Coming out of the closet twice
- Coming out of the closet as lesbians was gut-wrenching and scary, but not at all an issue with their families.
- She started an Instagram account about six months ago (fire2moms1babe) and it felt like coming out of the closet again!
- Money is still so taboo, and no one really wants to talk about it.
- It’s interesting how it’s so much harder for them to come out as FIRE seekers than it was to come out as lesbians.
- No one in their family knows about their FIRE aspirations, and she can’t figure out how to broach that subject.
- While Chrissy is fully ‘out’ about her FIRE plans with her family, Ryan is also still in the closet.
- He and Court fear similar things: that people won’t get how much work it takes to reach FIRE; they’ll judge; they’ll expect handouts.

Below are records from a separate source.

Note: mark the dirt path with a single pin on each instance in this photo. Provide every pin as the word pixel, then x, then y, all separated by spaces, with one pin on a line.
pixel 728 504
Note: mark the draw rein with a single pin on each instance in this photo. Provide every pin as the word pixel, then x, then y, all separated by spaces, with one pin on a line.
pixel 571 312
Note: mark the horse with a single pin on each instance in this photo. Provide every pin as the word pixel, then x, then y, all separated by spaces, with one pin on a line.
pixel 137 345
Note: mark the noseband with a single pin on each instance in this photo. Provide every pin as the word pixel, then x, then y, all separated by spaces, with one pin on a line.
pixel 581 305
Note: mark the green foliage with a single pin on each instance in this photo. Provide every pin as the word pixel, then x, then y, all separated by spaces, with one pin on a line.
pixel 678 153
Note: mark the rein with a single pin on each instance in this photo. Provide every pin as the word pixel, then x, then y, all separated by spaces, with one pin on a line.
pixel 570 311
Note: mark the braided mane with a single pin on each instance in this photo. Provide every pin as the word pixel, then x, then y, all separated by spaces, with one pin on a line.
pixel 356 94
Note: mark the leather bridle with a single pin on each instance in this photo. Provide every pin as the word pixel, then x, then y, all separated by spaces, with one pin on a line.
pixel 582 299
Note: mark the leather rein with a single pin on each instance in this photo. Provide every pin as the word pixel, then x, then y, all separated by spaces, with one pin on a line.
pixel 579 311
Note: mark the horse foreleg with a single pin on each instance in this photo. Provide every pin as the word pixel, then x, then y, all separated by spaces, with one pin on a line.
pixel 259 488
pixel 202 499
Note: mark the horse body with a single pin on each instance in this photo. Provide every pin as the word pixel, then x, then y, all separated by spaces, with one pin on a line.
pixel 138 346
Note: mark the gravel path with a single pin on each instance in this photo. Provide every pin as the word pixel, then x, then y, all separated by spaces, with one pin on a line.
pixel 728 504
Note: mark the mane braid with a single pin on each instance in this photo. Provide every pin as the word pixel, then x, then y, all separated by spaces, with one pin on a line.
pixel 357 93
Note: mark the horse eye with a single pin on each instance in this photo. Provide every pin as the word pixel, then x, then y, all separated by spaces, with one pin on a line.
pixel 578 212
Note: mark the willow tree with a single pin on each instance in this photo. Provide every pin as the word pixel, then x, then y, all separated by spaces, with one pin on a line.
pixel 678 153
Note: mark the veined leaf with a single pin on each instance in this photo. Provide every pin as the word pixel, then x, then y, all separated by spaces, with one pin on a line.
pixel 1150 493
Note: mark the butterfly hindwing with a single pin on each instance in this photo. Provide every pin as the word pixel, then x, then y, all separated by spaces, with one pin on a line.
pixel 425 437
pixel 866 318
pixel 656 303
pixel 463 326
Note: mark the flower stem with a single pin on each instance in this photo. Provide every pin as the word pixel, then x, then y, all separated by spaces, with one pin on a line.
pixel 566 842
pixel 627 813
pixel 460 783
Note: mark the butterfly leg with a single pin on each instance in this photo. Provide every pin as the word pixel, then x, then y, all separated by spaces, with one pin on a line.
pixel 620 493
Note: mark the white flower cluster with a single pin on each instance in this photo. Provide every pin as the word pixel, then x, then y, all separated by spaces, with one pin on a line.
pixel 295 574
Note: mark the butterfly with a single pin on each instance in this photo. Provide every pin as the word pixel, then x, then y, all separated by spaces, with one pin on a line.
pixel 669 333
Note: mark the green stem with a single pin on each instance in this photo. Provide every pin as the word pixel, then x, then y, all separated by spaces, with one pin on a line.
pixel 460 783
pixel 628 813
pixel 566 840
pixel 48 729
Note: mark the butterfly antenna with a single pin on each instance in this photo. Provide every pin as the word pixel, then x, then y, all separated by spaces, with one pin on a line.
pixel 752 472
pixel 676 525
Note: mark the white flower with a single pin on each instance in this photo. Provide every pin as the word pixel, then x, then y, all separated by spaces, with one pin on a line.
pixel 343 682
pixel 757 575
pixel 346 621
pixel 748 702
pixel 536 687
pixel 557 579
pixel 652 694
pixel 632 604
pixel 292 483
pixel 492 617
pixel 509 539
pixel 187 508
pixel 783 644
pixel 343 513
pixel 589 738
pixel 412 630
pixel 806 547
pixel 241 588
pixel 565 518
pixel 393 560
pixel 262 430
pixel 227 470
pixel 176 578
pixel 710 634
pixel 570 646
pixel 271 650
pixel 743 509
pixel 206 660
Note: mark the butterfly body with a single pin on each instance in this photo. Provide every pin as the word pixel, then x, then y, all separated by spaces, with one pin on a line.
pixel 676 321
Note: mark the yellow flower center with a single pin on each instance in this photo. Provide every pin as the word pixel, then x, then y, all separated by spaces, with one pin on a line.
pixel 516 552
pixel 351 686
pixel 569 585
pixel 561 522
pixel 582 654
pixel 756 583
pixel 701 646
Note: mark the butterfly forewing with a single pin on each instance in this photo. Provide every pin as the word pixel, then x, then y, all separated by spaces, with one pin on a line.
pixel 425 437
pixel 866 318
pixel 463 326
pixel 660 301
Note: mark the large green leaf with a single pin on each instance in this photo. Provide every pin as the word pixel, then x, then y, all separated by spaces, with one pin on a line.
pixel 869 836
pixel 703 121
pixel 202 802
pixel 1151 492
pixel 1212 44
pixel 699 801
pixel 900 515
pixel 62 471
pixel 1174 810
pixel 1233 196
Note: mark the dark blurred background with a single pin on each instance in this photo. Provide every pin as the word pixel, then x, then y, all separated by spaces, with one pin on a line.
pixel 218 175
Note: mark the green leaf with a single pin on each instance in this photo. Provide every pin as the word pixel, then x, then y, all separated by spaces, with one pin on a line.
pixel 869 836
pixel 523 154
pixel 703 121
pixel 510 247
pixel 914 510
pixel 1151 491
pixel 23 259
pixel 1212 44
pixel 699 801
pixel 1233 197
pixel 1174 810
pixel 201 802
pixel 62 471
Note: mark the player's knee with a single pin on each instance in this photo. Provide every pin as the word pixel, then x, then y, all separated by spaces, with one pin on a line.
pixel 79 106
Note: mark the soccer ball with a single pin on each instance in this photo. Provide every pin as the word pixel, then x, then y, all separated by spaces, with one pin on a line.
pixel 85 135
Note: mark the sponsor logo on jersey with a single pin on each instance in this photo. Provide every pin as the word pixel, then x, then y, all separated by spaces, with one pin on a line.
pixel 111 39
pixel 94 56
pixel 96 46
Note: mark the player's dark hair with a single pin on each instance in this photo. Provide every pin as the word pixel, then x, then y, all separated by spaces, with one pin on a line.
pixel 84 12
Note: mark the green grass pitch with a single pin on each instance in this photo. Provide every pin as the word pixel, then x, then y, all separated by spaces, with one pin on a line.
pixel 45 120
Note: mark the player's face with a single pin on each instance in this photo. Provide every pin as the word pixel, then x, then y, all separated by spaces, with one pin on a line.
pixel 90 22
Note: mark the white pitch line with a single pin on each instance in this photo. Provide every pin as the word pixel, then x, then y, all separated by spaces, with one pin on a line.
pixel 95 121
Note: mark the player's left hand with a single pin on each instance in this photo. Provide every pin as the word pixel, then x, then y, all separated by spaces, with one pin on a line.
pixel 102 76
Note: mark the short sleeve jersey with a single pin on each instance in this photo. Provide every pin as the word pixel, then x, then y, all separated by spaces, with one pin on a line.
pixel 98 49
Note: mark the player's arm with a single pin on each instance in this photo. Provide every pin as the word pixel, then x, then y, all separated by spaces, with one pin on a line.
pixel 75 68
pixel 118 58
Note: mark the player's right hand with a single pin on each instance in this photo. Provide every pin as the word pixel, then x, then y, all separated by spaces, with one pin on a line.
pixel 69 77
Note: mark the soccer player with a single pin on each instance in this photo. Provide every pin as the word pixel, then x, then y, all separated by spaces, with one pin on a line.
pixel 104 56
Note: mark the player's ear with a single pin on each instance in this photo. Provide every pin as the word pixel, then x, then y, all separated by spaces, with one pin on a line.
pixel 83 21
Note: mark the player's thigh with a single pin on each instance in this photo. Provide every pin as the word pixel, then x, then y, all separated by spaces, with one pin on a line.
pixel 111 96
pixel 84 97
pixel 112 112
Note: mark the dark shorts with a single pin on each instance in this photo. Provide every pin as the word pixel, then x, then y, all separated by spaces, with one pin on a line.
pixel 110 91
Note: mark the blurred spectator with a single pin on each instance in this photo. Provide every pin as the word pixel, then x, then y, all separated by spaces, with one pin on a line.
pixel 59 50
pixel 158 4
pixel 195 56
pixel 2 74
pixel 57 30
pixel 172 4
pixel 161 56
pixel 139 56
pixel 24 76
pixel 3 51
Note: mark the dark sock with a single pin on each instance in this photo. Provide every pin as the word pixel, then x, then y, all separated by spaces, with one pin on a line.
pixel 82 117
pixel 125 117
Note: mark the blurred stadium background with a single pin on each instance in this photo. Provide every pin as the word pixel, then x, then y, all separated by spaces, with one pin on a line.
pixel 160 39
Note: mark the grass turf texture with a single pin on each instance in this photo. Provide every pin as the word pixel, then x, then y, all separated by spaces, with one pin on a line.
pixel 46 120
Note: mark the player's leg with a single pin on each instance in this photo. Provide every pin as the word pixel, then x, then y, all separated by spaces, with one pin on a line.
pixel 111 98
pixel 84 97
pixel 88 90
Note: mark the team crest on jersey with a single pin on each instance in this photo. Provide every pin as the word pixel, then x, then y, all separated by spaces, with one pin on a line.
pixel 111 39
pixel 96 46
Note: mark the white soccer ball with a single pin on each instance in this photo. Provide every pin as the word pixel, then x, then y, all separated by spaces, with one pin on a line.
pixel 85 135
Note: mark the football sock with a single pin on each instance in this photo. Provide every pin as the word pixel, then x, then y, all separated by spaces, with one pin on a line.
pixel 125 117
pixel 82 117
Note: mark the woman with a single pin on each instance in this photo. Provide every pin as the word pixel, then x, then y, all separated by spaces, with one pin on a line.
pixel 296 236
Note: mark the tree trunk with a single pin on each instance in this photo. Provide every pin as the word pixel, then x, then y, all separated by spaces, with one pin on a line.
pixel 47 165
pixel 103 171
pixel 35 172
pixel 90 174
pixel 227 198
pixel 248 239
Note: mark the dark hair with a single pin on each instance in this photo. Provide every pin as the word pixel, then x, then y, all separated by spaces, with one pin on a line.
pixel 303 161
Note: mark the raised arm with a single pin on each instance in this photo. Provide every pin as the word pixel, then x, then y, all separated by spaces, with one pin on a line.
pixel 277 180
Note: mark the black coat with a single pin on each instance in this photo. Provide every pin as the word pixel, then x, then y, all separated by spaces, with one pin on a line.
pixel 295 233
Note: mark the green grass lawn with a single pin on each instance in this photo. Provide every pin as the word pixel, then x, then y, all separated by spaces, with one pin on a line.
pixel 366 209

Her wife Nic’s role in their plans
- Nic has always been a frugal, non-spendy person and is totally on board with FIRE.
- They decided together that Nic would be a stay-at-home mom to their daughter.
- Nic didn’t love her job as a nurse whereas Court enjoys her job enough to continue working.
- Their priority is happiness, so it made sense for Nic to leave her job to become a stay-at-home mom.
- This choice only delays their progress to FI by about a year or two.
The benefits of a full-time stay-at-home parent
- Court and Chrissy discuss the benefits of having one parent at home full-time.
- It’s an easier, happier life. The schedule is less hectic. There’s just more time for everything.
- Court is even considering shifting to part-time work. This would add a year to their FIRE plan, but it would allow them to enjoy the journey more.
- She would be there more often to see their daughter Finn, 16 months old, grow up.
- Their hope is to both be around when their kids are little and cute, then consider part-time work once they’re in school.
- Ryan tells us his whole reason for FIRE is to be a stay-at-home dad. He wants to be there to see the early milestones and not have to work 60 hours a week to support a lifestyle they don’t care about.
- Team FI or Team FIRE?
- Team FIRE—it’s just way more catchy. Court also likes FIOR (financial independence, optional retirement).
- Tim Hortons order?
- Court loves matcha tea lattes and doesn’t do coffee, so she’d order a farmer’s sausage wrap.